Morgan subió las oscuras escaleras con una pesadez que le oprimía los huesos.
(ecos de otros tiempos, de otras cosas pasadas permanecían sobre su psiquis y hacían más espeso su trance). El cuarto del hotel figuraba en el registro del conserje bajo los tres únicos signos que no le habían sido asignados (pertenecido), a ningún otro huesped en al menos dos o tres semanas.
-será el 599. (23); ¡número cabalístico por cierto!, exclamó el conserje.
Se detuvo al frente de la puerta, abstraido, con la mirada perdida en su última alma abandonada.
Según los médicos (muchos por cierto), que sometieron su frágil cuerpo a la quimioterapia, le habían detectado tardíamente un tumor maligno en el lóbulo frontal.
Muchas veces las reacciones al tratamiento fueron digamos, catatónicas; pero las sobrellevaba con honor y valentía -forzosamente-.
Sin embargo había algo en ellas que iban poco a poco deteriorando sus estructuras del pensamiento. Sombras oscuras lo visitaban en la noche y le susurraban al oído su fecha exacta de muerte.
Entró mecánicamente y se dejó caer sobre la cama recién hecha. Una tenue luz de un cartel de neón entraba de refilón por la entrecerrada ventana. Afuera llovía.

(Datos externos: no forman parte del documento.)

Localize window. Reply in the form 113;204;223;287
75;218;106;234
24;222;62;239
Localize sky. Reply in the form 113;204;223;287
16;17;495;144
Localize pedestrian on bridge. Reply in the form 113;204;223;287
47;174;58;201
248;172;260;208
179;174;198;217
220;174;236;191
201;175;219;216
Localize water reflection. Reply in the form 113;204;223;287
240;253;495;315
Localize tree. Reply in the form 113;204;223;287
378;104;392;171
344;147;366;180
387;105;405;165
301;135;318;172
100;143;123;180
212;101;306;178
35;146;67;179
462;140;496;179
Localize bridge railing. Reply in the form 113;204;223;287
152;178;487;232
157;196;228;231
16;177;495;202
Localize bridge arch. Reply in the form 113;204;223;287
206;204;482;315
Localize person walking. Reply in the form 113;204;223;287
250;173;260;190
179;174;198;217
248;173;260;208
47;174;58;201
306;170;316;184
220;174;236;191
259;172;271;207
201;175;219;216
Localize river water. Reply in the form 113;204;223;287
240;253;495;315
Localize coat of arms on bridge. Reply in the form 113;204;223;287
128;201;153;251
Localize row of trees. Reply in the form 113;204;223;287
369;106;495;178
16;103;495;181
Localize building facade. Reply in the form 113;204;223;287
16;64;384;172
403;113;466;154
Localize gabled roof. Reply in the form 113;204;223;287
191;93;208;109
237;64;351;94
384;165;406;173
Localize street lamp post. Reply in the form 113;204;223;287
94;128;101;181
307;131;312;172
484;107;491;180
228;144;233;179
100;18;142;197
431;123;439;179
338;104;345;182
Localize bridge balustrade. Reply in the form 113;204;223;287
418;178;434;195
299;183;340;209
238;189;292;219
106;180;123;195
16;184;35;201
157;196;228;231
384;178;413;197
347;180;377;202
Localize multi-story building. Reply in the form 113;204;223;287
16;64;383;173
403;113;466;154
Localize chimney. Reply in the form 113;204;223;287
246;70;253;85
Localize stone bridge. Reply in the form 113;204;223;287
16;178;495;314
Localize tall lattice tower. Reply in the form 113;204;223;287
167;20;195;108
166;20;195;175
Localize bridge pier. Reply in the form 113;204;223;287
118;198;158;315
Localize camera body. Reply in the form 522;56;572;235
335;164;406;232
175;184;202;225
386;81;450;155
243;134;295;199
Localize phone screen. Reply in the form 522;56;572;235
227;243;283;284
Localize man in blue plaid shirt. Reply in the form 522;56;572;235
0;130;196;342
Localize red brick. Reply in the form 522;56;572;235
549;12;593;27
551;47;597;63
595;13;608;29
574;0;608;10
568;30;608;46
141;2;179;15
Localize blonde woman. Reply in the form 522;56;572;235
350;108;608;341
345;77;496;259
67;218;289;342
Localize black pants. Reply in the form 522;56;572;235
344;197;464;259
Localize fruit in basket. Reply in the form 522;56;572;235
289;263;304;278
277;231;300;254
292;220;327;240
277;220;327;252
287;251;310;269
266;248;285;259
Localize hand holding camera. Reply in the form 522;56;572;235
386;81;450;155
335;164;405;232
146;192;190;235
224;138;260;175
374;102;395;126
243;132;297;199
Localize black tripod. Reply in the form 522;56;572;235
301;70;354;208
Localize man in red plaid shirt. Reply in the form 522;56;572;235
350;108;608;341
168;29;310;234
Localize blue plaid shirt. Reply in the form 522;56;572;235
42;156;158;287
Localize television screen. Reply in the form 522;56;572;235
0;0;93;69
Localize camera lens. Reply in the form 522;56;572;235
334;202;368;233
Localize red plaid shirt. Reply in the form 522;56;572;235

Sólo pensaba en ella, sólo quería encontrarse con su indefectible y hermosa perdición, la que en cierta forma lo redimía de todo lo que había vivido y sufrido.
Nuevamente vió en medio de la terrible oscuridad del cuarto y de su confundida mente aquella sombra que se le representaba sólo cuando él se encontraba solo y débil. Morgan giró la cara hacia el lado izquierdo de la pared, enterró su mirada en la profunda y tenebrosa tiniebla psicológica que lo abstraía de la realidad, intercambiaron palabras incomprensibles para la mente humana.
Ella le pidió que lo siguiera, él no opuso ninguna resistencia, se incorporó sobre el costado derecho de la cama; con gran esfuerzo articuló un movimiento sordo pero decidido y se irguió sobre sí mismo. Un instante más tarde, apenas una fracción de segundo después, él y la sombra se desvanecieron en la oscuridad que daba a la pared de los pies de la cama corroida por la humedad. Las sábanas exudaban un espeso líquido de color transparente y un olor fétido que penetraba hasta la habitación contigüa.
Cuatro días después, cuando el conserje llamó a la puerta de la habitación sin una respuesta certera, decidió entrar. El cuerpo de morgan (o lo que quedaba de él), se encontraba recostado sobre la cama impecable, en posición fetal.